🤖 AI Summary
Small language models (SLMs) frequently generate syntactically invalid or semantically flawed probabilistic programs—e.g., ill-defined distributions or mismatched inference structures—hindering their reliable use in probabilistic programming.
Method: We propose LM-PPL, a language model–driven probabilistic program synthesis framework that integrates domain-expert–defined semantic constraints with diagnosis-aware, fine-grained repair strategies. LM-PPL performs dynamic resampling of prior/likelihood components, iterative semantic validation, and reliability checking to enable structured error correction and parameter optimization.
Contribution/Results: Unlike black-box generation relying on large language models (LLMs), LM-PPL significantly improves both syntactic correctness and statistical reliability of SLM-generated programs under strict domain constraints. Experiments across multiple probabilistic programming tasks demonstrate that LM-PPL matches or surpasses closed-source LLMs (e.g., OpenAI o3) in accuracy and robustness, establishing a new paradigm for trustworthy statistical programming in resource-constrained settings.
📝 Abstract
Probabilistic programming offers a powerful framework for modeling uncertainty, yet statistical model discovery in this domain entails navigating an immense search space under strict domain-specific constraints.
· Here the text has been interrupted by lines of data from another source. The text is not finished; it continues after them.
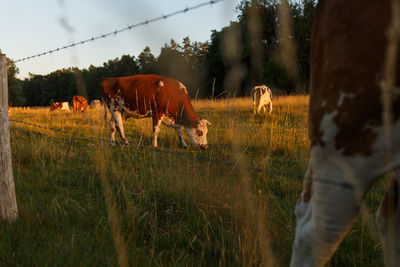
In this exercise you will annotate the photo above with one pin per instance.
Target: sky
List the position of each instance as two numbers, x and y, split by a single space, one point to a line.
31 27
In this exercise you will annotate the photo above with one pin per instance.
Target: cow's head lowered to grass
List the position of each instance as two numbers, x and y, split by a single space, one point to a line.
165 98
198 134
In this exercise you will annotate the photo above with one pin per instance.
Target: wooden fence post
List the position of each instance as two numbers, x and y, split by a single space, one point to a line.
8 201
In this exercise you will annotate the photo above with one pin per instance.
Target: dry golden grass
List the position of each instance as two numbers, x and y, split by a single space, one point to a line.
136 206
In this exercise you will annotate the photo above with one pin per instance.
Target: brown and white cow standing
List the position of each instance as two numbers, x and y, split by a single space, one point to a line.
262 99
346 130
79 103
59 106
95 103
165 98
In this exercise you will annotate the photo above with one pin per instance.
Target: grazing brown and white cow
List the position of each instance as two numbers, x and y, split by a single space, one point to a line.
262 98
79 103
59 106
165 98
346 129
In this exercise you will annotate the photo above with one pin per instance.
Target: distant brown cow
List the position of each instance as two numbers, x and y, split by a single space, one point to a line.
79 103
348 136
166 99
59 106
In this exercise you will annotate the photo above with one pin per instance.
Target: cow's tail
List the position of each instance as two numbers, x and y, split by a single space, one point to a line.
105 111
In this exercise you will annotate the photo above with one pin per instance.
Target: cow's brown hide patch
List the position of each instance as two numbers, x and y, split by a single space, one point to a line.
339 69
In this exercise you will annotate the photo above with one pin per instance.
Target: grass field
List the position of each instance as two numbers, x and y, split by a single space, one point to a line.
139 207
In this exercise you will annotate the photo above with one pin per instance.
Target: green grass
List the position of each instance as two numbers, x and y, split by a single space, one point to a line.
124 205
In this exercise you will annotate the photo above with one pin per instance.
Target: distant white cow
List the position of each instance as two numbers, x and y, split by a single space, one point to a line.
95 103
262 97
59 106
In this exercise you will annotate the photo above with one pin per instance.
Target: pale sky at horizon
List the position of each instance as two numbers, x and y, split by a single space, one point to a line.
33 27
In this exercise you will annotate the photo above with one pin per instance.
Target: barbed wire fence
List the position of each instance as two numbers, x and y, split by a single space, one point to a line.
118 31
195 156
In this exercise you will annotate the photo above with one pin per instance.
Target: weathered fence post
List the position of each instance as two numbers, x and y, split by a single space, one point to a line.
8 201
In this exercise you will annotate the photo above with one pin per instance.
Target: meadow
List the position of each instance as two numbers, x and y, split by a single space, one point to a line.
84 203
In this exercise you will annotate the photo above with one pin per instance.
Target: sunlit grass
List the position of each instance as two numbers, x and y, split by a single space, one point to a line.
163 208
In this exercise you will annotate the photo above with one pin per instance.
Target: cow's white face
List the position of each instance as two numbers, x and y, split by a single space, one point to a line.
198 135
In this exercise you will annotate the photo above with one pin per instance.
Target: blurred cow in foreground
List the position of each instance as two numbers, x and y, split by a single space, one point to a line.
349 141
79 103
95 103
59 106
262 98
166 99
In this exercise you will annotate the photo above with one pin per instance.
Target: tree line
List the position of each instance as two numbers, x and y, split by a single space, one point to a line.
239 56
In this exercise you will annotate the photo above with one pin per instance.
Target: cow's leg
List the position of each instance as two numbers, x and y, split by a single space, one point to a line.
120 126
264 108
259 107
156 129
325 212
112 131
388 221
179 133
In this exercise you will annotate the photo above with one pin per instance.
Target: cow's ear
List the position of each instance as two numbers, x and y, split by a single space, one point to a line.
159 83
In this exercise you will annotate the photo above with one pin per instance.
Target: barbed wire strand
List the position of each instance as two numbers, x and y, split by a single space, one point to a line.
114 33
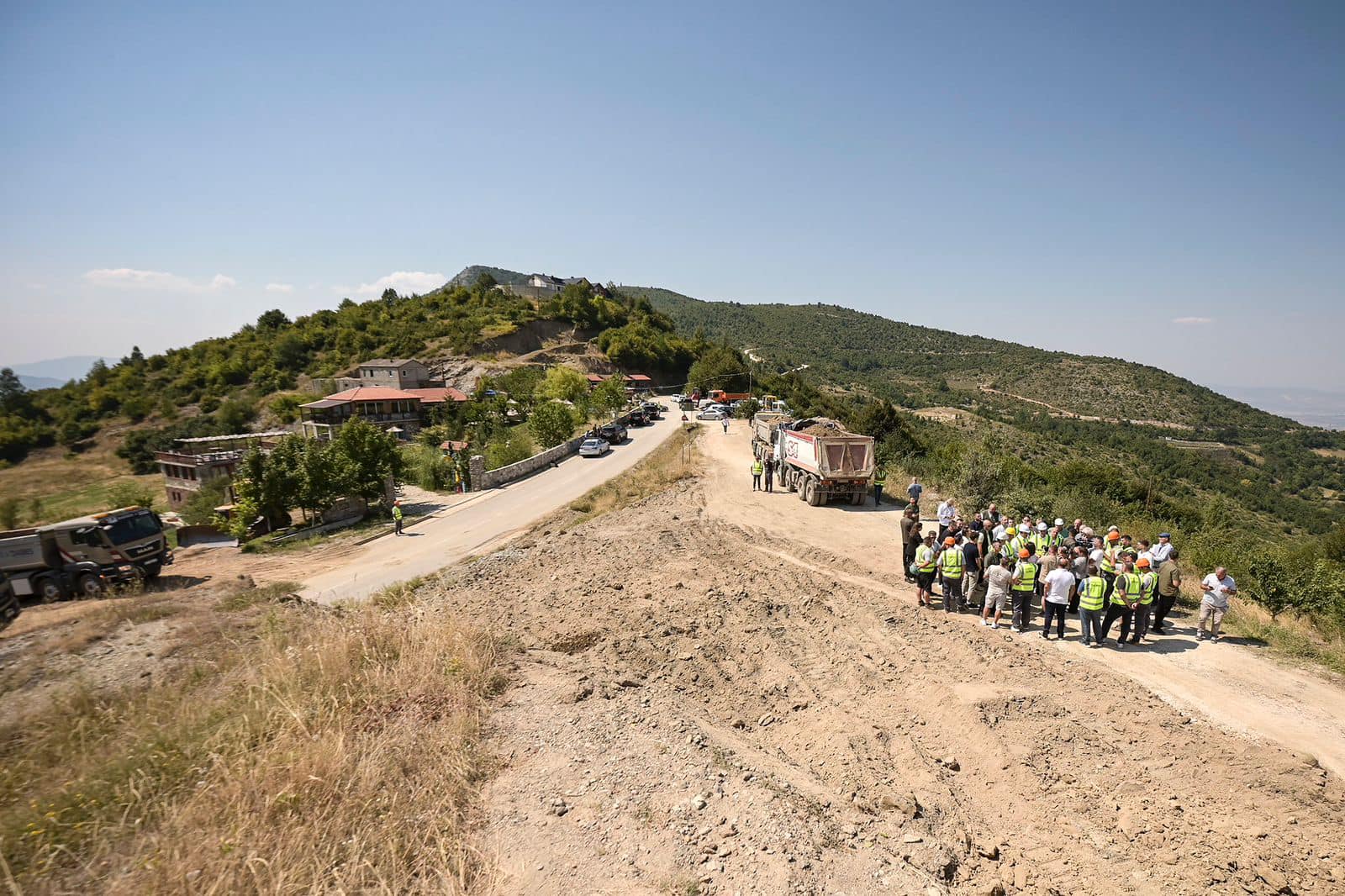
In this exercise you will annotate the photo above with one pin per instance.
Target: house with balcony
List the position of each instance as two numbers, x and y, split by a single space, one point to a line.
194 461
397 410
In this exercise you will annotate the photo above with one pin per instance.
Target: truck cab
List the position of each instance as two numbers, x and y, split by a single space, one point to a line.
124 535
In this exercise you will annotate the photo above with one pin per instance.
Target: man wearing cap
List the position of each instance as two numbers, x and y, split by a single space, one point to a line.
952 566
1161 551
973 556
1169 586
910 540
1024 588
925 569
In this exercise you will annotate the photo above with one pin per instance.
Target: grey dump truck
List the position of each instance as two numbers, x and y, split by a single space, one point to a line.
820 459
84 556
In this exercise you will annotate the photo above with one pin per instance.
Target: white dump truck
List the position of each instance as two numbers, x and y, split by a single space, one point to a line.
818 458
85 555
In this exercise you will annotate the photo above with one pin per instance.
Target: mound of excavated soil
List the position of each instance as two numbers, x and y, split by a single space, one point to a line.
699 704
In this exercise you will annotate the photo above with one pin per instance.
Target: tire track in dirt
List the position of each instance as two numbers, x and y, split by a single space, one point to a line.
699 704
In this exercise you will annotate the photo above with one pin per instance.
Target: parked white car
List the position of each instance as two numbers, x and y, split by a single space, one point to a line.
593 448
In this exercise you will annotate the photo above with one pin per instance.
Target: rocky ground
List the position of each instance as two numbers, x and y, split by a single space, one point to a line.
703 708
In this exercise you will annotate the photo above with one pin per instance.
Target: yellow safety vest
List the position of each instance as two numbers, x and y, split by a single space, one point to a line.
1091 595
1147 586
1131 582
1028 572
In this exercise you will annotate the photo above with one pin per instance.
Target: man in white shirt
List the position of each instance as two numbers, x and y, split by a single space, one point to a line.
1163 551
947 513
1219 587
1055 600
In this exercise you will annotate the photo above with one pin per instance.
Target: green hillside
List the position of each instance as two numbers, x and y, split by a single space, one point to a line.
1140 430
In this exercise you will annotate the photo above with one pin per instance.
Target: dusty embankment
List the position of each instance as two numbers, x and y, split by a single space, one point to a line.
705 708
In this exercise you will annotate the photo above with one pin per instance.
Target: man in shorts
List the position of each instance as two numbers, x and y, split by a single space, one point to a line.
997 589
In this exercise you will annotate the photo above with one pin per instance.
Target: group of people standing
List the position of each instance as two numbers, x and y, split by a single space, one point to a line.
993 561
766 468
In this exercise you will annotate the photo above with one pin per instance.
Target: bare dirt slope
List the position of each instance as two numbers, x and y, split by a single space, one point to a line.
703 707
1230 683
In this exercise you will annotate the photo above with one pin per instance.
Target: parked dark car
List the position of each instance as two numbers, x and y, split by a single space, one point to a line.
612 434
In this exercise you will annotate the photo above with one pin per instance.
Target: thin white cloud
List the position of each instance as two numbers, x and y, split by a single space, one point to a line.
134 279
403 282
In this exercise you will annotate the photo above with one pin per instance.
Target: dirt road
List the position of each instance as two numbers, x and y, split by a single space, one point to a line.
706 707
1228 683
477 522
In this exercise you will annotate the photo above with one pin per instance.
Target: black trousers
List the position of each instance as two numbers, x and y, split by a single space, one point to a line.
1114 613
1165 606
1058 613
1022 609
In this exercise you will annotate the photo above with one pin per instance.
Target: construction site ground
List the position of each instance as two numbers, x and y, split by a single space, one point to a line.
723 690
717 690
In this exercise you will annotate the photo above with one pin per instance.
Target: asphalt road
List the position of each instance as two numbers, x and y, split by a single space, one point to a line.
479 521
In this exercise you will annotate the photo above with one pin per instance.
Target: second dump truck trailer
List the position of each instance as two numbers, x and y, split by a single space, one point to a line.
818 458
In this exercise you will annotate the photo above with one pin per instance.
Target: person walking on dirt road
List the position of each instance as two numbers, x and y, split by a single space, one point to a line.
1056 588
999 577
1169 586
1147 591
1093 591
1024 588
925 571
1219 587
950 575
1125 596
910 540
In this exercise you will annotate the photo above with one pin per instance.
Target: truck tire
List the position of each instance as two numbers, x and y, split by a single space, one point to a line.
49 589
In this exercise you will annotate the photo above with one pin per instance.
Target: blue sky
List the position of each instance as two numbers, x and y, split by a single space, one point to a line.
1068 175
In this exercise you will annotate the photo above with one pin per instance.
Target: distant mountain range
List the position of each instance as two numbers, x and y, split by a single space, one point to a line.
55 372
1311 407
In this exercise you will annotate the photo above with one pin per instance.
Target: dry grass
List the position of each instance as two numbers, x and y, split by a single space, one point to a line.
295 750
674 461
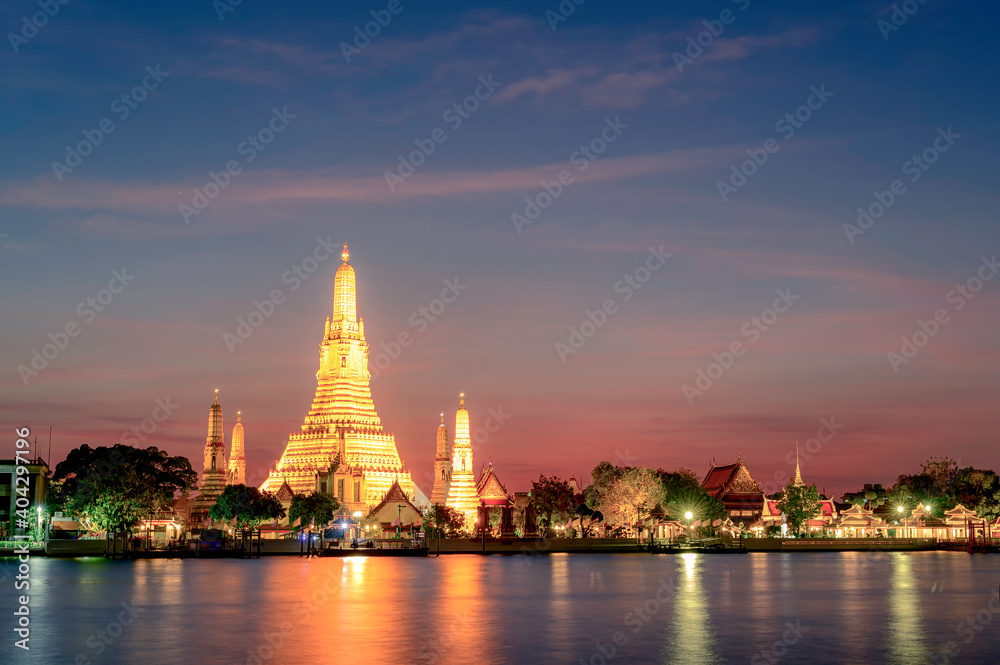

When small language models are tasked with generating probabilistic programs, they frequently produce outputs that suffer from both syntactic and semantic errors, such as flawed inference constructs. Motivated by probabilistic programmers' domain expertise and debugging strategies, we introduce RefineStat, a language model--driven framework that enforces semantic constraints ensuring synthesized programs contain valid distributions and well-formed parameters, and then applies diagnostic-aware refinement by resampling prior or likelihood components whenever reliability checks fail. We evaluate RefineStat on multiple probabilistic-programming code-generation tasks using smaller language models (SLMs) and find that it produces programs that are both syntactically sound and statistically reliable, often matching or surpassing those from closed-source large language models (e.g., OpenAI o3).